Cade invece l’ipotesi dell’illecito amministrativo nei confronti dell’Eni, perché all’esito dell’incidente probatorio secondo la Procura è emerso che il modello organizzativo era formalmente corretto. Insomma, la teoria era giusta, dice la pubblica accusa, ma non è stata correttamente messa in pratica. Per questo a Patrizia Boschetti, indagata, non può essere contestata l’omessa vigilanza.

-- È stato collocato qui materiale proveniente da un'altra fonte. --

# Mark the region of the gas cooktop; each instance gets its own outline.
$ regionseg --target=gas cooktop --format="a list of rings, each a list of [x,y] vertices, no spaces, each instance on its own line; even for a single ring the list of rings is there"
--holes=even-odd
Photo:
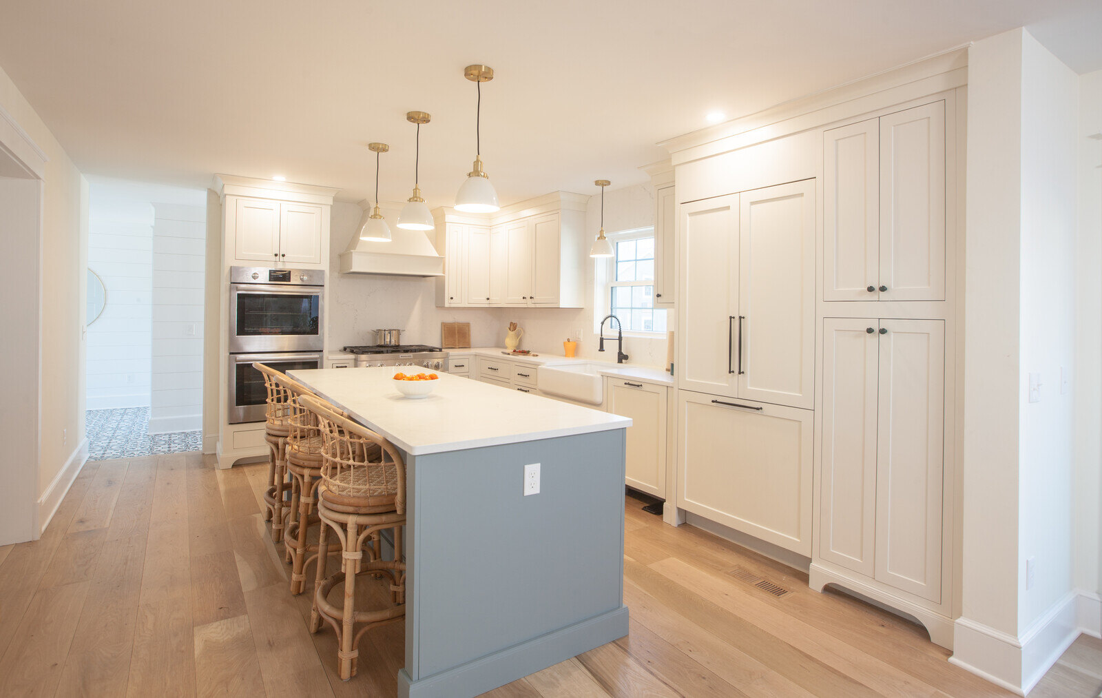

L’incidente probatorio si è protratto dal marzo 2025 all’aprile di quest’anno, “per le esigenze dei periti e non delle parti” chiarisce la Procura. Alla fine i consulenti hanno confermato quello che nell’ipotesi accusatoria era emerso fin dal primo giorno. E cioè che l’errore più grave è stato aver consentito la presenza di una piattaforma elevabile dotata di un motore a scoppio in un’area che era a rischio di esplosione. Ma anche, durante la realizzazione di una nuova linea di approvvigionamento nella zona delle pensiline di carico, l’aver coinvolto alcune valvole che non erano previste nel progetto esecutivo dei lavori.

C’è un secondo filone di indagini che si riferisce allo sversamento di idrocarburi nel fosso Tomerello. Per questo filone sono state chiuse le indagini nei confronti di Patrizia Boschetti, dirigente Eni, Luigi Cullurà, responsabile del deposito di Calenzano, Emanuela Proietti e Marco Bini.